Dünyadaki savaşlarda her yıl on binlerce insan ölüyor. Ama iş kazalarında, savaşların sebep olduğundan çok daha fazla ölüm gerçekleşiyor. Üstelik iş saatleri uzadıkça, güvencesiz, taşeron çalışma yaygınlaştıkça, iş kazaları da artmaya devam ediyor. Patronlar, canlarımızı hiçe sayıyorlar ve cinayetlerinin hesabını vermiyorlar. “Kader, kaza, işçinin hatası” denilerek cinayetlerinin üzeri kapatılıyor. Her gün haberlerde duymaya alıştığımız iş kazalarına karşı hiçbir önlem alınmıyor, işçiler ölmeye devam ediyor. Ama bir patron öldüğünde kova kova gözyaşı akıtılıyor. Çarşaf çarşaf gazete ilanlarında, mevtanın ne kadar “hayırsever” olduğu yazılıyor. Haberlerde, yanında çalışan binlerce kişiye “ekmek” verdiğinden bahsediliyor. Oysa bizler biliyoruz ki tüm dünyadaki zenginlikleri üreten bizleriz. Asıl biz işçiler olmasak, asalak patronlar aç kalır. Ama bizlerin onar onar, yüzer yüzer ölmesi onların umurunda değil. Nasılsa yeni işçiler var sömürecek! Olan geride kalan ailelerimize, eşlerimize, çocuklarımıza oluyor.

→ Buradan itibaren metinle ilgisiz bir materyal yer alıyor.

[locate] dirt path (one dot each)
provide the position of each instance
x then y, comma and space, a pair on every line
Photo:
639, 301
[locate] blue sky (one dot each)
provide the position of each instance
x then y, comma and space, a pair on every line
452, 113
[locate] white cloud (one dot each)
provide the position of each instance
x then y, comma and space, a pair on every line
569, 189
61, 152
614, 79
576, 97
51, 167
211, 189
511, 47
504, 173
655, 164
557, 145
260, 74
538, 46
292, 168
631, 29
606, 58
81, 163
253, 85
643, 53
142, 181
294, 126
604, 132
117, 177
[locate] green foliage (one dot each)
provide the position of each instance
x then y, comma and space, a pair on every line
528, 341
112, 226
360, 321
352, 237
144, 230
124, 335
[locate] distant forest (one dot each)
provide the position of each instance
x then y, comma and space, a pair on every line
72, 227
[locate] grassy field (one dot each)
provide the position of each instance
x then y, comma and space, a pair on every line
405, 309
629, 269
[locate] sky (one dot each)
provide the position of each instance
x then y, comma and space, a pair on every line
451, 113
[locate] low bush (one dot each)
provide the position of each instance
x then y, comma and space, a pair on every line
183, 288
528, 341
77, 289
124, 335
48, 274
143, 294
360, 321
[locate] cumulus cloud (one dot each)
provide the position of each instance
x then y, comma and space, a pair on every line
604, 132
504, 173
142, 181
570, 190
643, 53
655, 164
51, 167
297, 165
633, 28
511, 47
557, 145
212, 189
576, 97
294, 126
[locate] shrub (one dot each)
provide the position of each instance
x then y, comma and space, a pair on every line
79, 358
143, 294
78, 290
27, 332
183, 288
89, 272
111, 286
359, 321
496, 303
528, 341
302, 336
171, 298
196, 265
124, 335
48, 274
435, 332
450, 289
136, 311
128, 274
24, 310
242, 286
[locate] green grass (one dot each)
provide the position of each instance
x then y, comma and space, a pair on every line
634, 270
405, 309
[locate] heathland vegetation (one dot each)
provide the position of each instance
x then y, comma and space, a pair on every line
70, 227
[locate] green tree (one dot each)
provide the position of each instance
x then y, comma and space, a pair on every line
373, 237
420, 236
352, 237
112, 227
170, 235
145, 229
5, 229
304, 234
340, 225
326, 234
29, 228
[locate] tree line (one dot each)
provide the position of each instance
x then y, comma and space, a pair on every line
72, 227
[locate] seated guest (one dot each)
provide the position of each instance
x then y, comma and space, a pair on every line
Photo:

İş kazalarını durdurabilmek için yalnızca kendimize ve örgütlü gücümüze güvenebiliriz. Kendimize, sınıfımıza güven tazelemek için 1 Mayıs alanındaki gücümüzü görmeliyiz. İş cinayetlerine dur demek için, işçi sağlığı ve güvenliği önlemlerinin alınmasını sağlamak için 1 Mayıs’ta alanlarda olalım ve taleplerimizi ortaya koyalım.
İşyerlerinde işçi sağlığı ve güvenliği kurulları kurulsun, bu kurullar işçilerin yönetimine verilsin!
İş Cinayetlerine Son!
Üreten Bizsek Yöneten de Biz Olacağız!